A Infertilidade é uma realidade que está presente na História da Humanidade desde sempre. Em um passado próximo os casais inférteis estavam condenados a não terem filhos geneticamente ligados um ao outro. Somente há poucas décadas atrás que a reprodução de filhos geneticamente ligados aos pais se tornou possível para estes casais.

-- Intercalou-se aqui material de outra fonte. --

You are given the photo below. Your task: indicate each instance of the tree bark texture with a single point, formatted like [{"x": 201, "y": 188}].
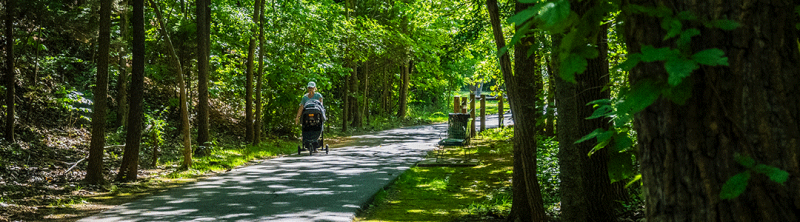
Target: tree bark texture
[
  {"x": 750, "y": 108},
  {"x": 527, "y": 200},
  {"x": 260, "y": 74},
  {"x": 10, "y": 72},
  {"x": 248, "y": 137},
  {"x": 94, "y": 170},
  {"x": 550, "y": 127},
  {"x": 404, "y": 78},
  {"x": 130, "y": 159},
  {"x": 346, "y": 104},
  {"x": 365, "y": 106},
  {"x": 203, "y": 43},
  {"x": 122, "y": 78},
  {"x": 184, "y": 109},
  {"x": 354, "y": 102}
]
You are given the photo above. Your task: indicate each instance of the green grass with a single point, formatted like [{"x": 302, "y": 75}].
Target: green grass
[{"x": 449, "y": 193}]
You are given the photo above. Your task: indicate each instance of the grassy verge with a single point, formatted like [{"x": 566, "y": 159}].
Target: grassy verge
[
  {"x": 451, "y": 193},
  {"x": 74, "y": 200}
]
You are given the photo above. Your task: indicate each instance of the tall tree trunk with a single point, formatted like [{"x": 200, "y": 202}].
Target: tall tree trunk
[
  {"x": 365, "y": 107},
  {"x": 249, "y": 119},
  {"x": 130, "y": 159},
  {"x": 749, "y": 108},
  {"x": 354, "y": 102},
  {"x": 551, "y": 102},
  {"x": 587, "y": 190},
  {"x": 176, "y": 64},
  {"x": 260, "y": 74},
  {"x": 249, "y": 91},
  {"x": 122, "y": 78},
  {"x": 346, "y": 105},
  {"x": 527, "y": 200},
  {"x": 94, "y": 170},
  {"x": 10, "y": 72},
  {"x": 203, "y": 43},
  {"x": 405, "y": 74}
]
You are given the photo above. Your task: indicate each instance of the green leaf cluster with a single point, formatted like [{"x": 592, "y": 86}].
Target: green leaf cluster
[{"x": 737, "y": 184}]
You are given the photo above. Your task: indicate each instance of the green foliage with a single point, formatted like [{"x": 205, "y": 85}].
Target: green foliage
[{"x": 735, "y": 186}]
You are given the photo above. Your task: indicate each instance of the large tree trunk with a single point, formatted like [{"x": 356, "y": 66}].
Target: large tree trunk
[
  {"x": 94, "y": 171},
  {"x": 176, "y": 64},
  {"x": 750, "y": 108},
  {"x": 587, "y": 192},
  {"x": 365, "y": 81},
  {"x": 527, "y": 200},
  {"x": 550, "y": 127},
  {"x": 346, "y": 104},
  {"x": 405, "y": 74},
  {"x": 248, "y": 137},
  {"x": 260, "y": 74},
  {"x": 203, "y": 43},
  {"x": 130, "y": 159},
  {"x": 354, "y": 103},
  {"x": 122, "y": 78},
  {"x": 10, "y": 73},
  {"x": 249, "y": 119}
]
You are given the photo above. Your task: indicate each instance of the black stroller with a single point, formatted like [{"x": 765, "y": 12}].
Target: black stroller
[{"x": 312, "y": 124}]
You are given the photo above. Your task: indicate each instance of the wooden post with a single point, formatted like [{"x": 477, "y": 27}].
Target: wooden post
[
  {"x": 456, "y": 104},
  {"x": 483, "y": 113},
  {"x": 472, "y": 132},
  {"x": 500, "y": 110}
]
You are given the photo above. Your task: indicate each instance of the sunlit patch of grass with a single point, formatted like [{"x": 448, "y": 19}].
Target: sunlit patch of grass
[
  {"x": 226, "y": 158},
  {"x": 444, "y": 193}
]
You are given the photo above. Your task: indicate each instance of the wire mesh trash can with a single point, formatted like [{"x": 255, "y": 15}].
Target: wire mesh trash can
[{"x": 457, "y": 126}]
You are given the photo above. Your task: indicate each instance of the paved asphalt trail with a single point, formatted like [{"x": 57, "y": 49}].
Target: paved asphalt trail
[{"x": 321, "y": 187}]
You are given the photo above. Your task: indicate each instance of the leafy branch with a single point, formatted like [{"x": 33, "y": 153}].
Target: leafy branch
[{"x": 737, "y": 184}]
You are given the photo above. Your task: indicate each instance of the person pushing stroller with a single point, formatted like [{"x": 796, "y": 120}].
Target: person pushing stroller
[
  {"x": 311, "y": 95},
  {"x": 311, "y": 116}
]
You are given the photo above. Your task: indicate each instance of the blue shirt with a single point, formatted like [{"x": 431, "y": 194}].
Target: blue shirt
[{"x": 305, "y": 99}]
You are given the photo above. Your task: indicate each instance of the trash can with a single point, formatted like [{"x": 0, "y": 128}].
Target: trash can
[{"x": 457, "y": 126}]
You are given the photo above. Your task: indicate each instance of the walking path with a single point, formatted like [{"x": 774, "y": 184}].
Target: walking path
[{"x": 321, "y": 187}]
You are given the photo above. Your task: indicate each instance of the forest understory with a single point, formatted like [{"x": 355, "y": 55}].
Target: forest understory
[{"x": 41, "y": 175}]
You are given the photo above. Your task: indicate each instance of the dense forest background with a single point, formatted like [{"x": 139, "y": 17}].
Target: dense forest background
[{"x": 687, "y": 108}]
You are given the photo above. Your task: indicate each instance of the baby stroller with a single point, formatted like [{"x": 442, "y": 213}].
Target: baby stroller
[{"x": 312, "y": 124}]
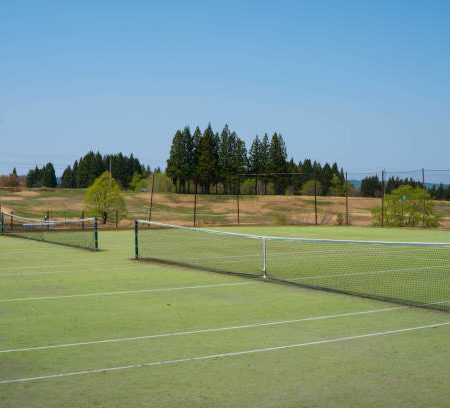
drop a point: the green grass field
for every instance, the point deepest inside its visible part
(87, 329)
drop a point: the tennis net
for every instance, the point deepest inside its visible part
(80, 233)
(410, 273)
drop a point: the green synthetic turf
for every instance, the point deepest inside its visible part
(404, 369)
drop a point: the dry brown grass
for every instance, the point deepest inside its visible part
(211, 209)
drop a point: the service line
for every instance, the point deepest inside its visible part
(216, 329)
(222, 355)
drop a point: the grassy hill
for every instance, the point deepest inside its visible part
(211, 209)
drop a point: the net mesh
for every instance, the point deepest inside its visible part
(76, 233)
(409, 273)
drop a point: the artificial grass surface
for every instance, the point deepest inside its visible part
(404, 369)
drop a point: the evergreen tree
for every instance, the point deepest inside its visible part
(255, 156)
(75, 172)
(326, 178)
(68, 178)
(371, 187)
(225, 159)
(48, 176)
(175, 161)
(207, 160)
(189, 157)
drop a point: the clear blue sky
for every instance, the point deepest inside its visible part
(363, 83)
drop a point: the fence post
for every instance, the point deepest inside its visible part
(346, 199)
(136, 242)
(423, 198)
(151, 199)
(382, 198)
(195, 201)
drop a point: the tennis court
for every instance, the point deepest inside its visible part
(83, 328)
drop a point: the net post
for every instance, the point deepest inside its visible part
(382, 198)
(315, 199)
(423, 198)
(237, 198)
(265, 259)
(151, 199)
(136, 242)
(346, 199)
(195, 201)
(95, 234)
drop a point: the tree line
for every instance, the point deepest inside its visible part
(221, 162)
(84, 171)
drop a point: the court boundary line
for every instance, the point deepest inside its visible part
(200, 331)
(222, 355)
(128, 292)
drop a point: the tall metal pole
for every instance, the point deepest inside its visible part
(151, 198)
(382, 198)
(315, 199)
(423, 198)
(346, 199)
(136, 239)
(195, 201)
(265, 259)
(238, 190)
(95, 234)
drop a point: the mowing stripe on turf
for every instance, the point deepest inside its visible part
(222, 355)
(217, 329)
(338, 275)
(50, 266)
(3, 275)
(128, 292)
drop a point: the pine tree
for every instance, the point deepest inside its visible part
(207, 160)
(326, 178)
(225, 158)
(49, 176)
(68, 178)
(189, 157)
(175, 161)
(277, 162)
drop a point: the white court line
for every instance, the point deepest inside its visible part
(128, 292)
(232, 354)
(218, 329)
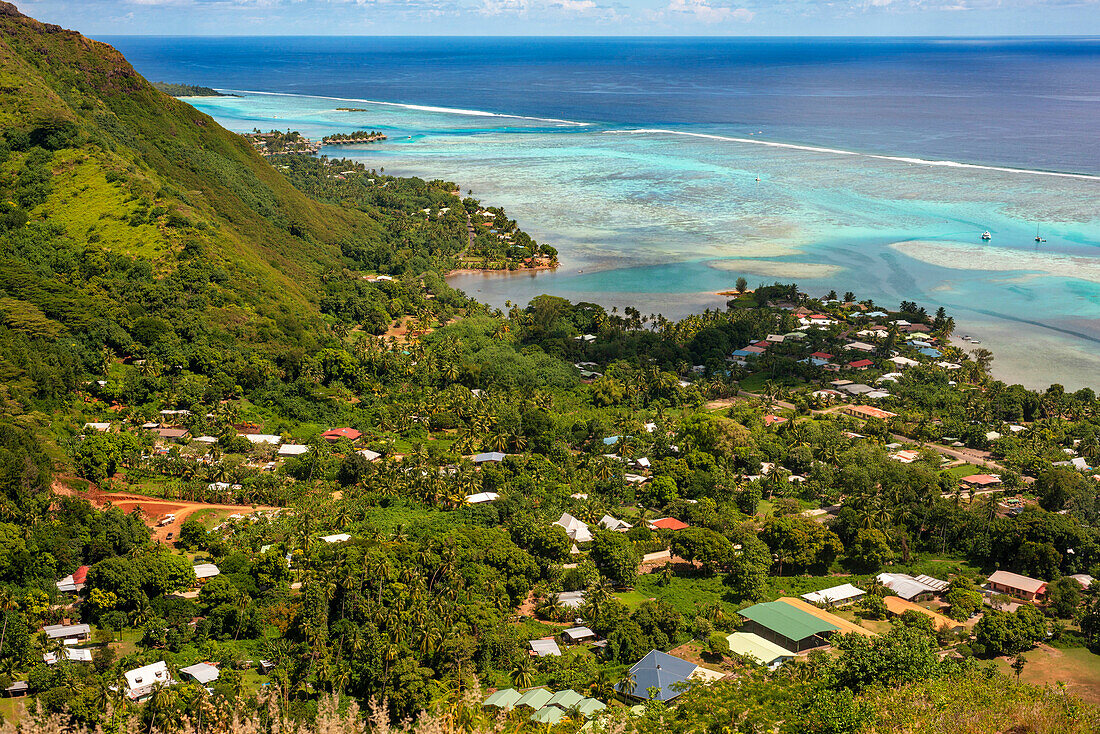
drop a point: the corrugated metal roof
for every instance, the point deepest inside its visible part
(755, 646)
(787, 621)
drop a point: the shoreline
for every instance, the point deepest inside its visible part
(498, 271)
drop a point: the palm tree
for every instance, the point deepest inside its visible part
(7, 603)
(523, 674)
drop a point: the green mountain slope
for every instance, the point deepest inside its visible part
(131, 151)
(133, 226)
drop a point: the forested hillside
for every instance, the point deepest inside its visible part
(260, 468)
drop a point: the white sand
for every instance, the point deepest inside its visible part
(774, 267)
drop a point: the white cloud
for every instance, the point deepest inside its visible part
(503, 7)
(704, 12)
(575, 6)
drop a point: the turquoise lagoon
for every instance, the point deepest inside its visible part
(662, 217)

O núcleo familiar é objeto de muita proteção no Brasil, dentre os cuidados que se deve ter com a família está o planejamento familiar, que é o controle que as pessoas devem ter sobre a sua fecundidade e saúde reprodutiva. Já o planejamento familiar é um conjunto de ações que auxiliam homens e mulheres a planejarem a chegada de um filho ou prevenir uma gravidez, todo esse planejamento é coberto pela Lei n.º 9.263/96. Assim toda mulher que, por ter endometriose é infértil, deve procurar essas técnicas para reprodução de sua prole.
É de extrema importância lembrar a todas vocês tentantes que a nossa Constituição Federal, no artigo 226 §7º, indica que a o planejamento familiar deverá basear-se na dignidade da pessoa humana e na parentalidade responsável, sendo proibido qualquer tipo de controle ou interferência no exercício desse direito, vejamos: “Fundado nos princípios da dignidade da pessoa humana e da paternidade responsável, o planejamento familiar é livre decisão do casal, competindo ao Estado propiciar recursos educacionais e científicos para o exercício desse direito, vedada qualquer forma coercitiva por parte de instituições oficiais ou privadas”.
A Constituição é clara quando VEDA QUALQUER FORMA COERCITIVA DAS INSTITUIÇÕES PÚBLICAS E PRIVADAS, ou seja, do Estado e das Operadoras de Plano de Saúde, que tentam de todas as formas excluir a obrigação de custeio do tratamento. Desta forma, saibam que os exames para diagnóstico (imagem, laparoscópico, laboratorial etc.) bem como a técnica de reprodução assistida devem estar disponíveis no SUS, como também são de cobertura obrigatória pelos planos de saúde, de acordo com o artigo 35-C, III da Lei de Planos de Saúde (9.656/98).
A saga da mulher tentante inicia desde os primeiros sintomas, percorrendo o diagnóstico, tratamento, vencendo a infertilidade até a menopausa. Por isso entrevistamos Dr. Mauro Aguiar, cirurgião ginecológico especialista em endometriose, para esclarecer as principais dúvidas sobre sintomas e tratamentos.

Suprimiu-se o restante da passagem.